Finalmente desperté al son aliterativo de «¿Francis? ¿Frank? ¿Frankie? ¿Franklin?». Aunque Bernard llevaba en ello varias horas, seguía enunciando cada nombre con extraordinaria delectación y optimismo. Yo acababa de tener el mismo sueño que había experimentado ya un par de veces: una instantánea de un momento en el que compartía risas con una mujer. No recordaba su cara ni su nombre, pero parecía amarme como yo la amaba a ella. La sensación era de pura felicidad, de haber visto el único punto de color en un mundo en blanco y negro, y me quedé planchado cuando desperté al gran vacío que era mi vida en ese momento. De no haber sido por la apasionante narración del libro de Bernard, me habría deprimido bastante.

—¿Gabriel? ¿Gael? ¿Galvin? ¿Ganesh?

—Hummm —pensé—. Creo que no tengo aspecto de llamarme Ganesh. Para empezar, no tengo cuatro brazos y cabeza de elefante. —A lo mejor ya era hora de pedirle que parase; tal vez pudiera decirle que después de varias horas de intensa concentración estaba empezando a cansarme un poco.

—¿Gareth? ¿Garfield? ¿Garrison? —Del mostrador de recepción de la planta llegó un zumbido electrónico sin especificar—. ¿Garth? ¿Garvin? ¿Gary?

Y entonces ocurrió algo extraordinario. Al oír la palabra «Gary», me escuché murmurar «07700...».

—¿Qué ha sido eso? —preguntó Bernard.

—No lo sé —respondí, incorporándome en la cama—. Simplemente me ha salido cuando has dicho «Gary».

—¿Es eso? ¿Eres tú? ¿Te llamas Gary?

—Creo que no. Dilo otra vez.

—¡Gary!

—07700... —y había más—. 900... 913.

Era como un espasmo involuntario; no tenía contexto ni significado, solo me resultaba natural que esos números siguieran a aquel nombre.

—¡Es un número de teléfono! —dijo Bernard emocionado, apuntándolo.

—Vale, ¿pero de quién? —Bernard me miró como si yo estuviera siendo especialmente imbécil—. Es decir, probablemente de alguien que se llama Gary, pero ¿quién será?
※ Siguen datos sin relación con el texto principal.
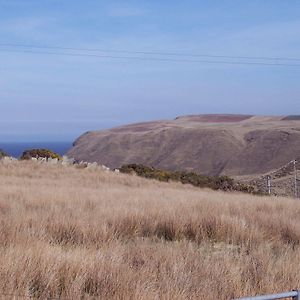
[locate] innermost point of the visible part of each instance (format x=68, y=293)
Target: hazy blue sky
x=59, y=97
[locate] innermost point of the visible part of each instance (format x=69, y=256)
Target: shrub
x=3, y=154
x=223, y=183
x=28, y=154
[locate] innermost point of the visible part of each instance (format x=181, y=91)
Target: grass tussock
x=87, y=234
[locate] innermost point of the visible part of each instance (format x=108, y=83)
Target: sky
x=57, y=96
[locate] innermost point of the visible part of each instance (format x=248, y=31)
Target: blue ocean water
x=16, y=149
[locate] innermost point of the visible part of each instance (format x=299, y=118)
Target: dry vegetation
x=89, y=234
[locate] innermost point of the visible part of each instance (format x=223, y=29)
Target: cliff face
x=208, y=144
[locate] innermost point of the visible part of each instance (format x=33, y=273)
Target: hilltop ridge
x=215, y=144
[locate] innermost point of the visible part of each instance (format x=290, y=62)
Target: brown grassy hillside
x=206, y=144
x=89, y=234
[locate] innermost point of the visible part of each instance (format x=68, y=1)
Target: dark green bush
x=3, y=153
x=28, y=154
x=223, y=183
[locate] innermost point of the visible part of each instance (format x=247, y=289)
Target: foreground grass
x=87, y=234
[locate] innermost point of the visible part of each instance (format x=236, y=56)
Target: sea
x=16, y=149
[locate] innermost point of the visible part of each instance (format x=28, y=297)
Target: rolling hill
x=209, y=144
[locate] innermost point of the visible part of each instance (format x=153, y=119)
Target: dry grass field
x=72, y=233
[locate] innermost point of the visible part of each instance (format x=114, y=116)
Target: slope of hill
x=207, y=144
x=69, y=233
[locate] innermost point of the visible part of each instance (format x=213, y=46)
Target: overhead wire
x=161, y=59
x=150, y=52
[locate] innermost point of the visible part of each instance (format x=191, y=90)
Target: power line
x=152, y=52
x=150, y=58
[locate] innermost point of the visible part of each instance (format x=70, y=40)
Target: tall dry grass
x=89, y=234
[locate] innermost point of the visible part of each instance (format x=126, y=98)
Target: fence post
x=298, y=295
x=295, y=179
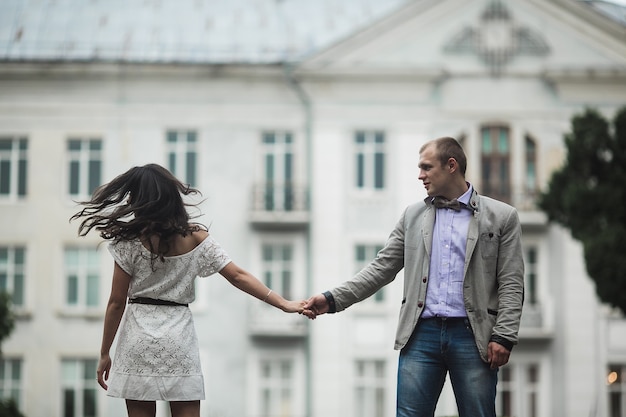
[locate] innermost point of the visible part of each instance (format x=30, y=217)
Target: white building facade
x=305, y=164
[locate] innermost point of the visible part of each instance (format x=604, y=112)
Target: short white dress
x=157, y=355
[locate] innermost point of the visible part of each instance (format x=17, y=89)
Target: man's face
x=433, y=174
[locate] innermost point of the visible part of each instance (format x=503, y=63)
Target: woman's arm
x=112, y=318
x=248, y=283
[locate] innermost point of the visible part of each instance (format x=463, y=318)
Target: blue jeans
x=437, y=347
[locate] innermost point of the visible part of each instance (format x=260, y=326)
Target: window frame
x=496, y=160
x=368, y=387
x=15, y=160
x=80, y=162
x=82, y=276
x=10, y=384
x=13, y=270
x=370, y=156
x=182, y=151
x=79, y=385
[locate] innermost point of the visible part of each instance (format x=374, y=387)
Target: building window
x=79, y=387
x=363, y=255
x=277, y=388
x=369, y=388
x=616, y=381
x=82, y=269
x=85, y=166
x=518, y=390
x=12, y=273
x=182, y=155
x=11, y=380
x=370, y=159
x=530, y=272
x=531, y=166
x=278, y=268
x=496, y=166
x=279, y=189
x=13, y=164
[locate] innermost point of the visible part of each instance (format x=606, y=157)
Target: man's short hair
x=446, y=148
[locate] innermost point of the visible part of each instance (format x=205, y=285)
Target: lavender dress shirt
x=444, y=294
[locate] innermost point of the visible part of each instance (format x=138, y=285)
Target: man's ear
x=452, y=164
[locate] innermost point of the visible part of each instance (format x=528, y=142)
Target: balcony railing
x=279, y=206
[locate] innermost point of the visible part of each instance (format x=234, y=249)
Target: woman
x=158, y=253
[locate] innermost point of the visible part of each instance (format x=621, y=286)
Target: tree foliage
x=587, y=195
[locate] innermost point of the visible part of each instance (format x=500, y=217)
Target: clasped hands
x=314, y=306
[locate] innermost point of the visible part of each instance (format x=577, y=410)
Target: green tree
x=587, y=195
x=8, y=408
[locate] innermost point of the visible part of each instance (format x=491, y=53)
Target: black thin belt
x=153, y=301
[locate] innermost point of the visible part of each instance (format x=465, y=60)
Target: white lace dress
x=157, y=356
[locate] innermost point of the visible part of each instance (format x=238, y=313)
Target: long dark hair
x=142, y=203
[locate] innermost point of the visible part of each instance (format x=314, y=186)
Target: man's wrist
x=332, y=307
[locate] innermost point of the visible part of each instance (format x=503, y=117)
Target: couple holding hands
x=463, y=288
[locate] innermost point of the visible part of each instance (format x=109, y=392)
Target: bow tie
x=440, y=202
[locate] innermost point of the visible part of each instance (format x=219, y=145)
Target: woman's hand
x=104, y=366
x=294, y=306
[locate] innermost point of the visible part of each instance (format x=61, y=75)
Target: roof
x=201, y=31
x=188, y=31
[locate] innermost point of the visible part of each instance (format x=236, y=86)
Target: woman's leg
x=185, y=408
x=141, y=408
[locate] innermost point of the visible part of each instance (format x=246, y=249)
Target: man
x=463, y=288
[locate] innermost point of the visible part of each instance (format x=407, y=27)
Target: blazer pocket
x=489, y=243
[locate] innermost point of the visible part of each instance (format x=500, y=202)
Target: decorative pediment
x=497, y=39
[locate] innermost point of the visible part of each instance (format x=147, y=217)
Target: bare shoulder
x=199, y=235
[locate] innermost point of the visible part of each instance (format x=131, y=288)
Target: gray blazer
x=493, y=274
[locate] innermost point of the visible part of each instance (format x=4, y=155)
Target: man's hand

Habíamos descubierto un fragmento del ADN de mi vida pasada. Bernard había conseguido enseñarme el camino hacia mi patria. Me había mostrado escéptico y negativo y él había demostrado que yo estaba equivocado. Podría haberle dado la enhorabuena por su tenacidad e iniciativa si no me hubiera dado cuenta de que eran estas mismas cualidades las que le estaban llevando a coger su móvil y empezar a marcar.

—¿Qué haces? —chillé.

—Llamar a Gary. ¿Terminaba en 913?

—¡No, no lo hagas! ¡No estoy preparado! ¡Deberíamos hablar con la doctora! No está permitido usar móviles aquí dentro...

—¡Está sonando! —dijo, y me lanzó el aparato.

Lo levanté despacio hacia mi oreja.

—No lo coge nadie. Seguramente no sea más que un número al azar. No me puedo creer que esté escuchando esto... —Y entonces se oyó un distante crujido electrónico. Después de una semana, el primer leve sonido escuchado por los equipos de rescate que rebuscan entre los escombros.

—¿Hola? —dijo una voz masculina a través de una línea distorsionada y débil.

—Eh... ¿hola? ¿Hablo, por casualidad... eh... con Gary? —dije con la voz entrecortada.

—Sí. ¡Vaughan! ¿Eres tú? ¿Dónde coño has estado? ¡Es como si hubieras desaparecido de repente de la faz de la tierra!

Presa del pánico, corté la llamada y le lancé el móvil a Bernard.

—¿Has reconocido su voz?

—Eh, no. No, yo... creo que debe de ser un tío cualquiera —tartamudeé. Pero el extraño devolvió la llamada inmediatamente. Y pronto los dos estaban inmersos en una animada charla sobre mí.

—Pues ya no —decía Bernard—. Creo que ahora mismo su mejor amigo soy yo.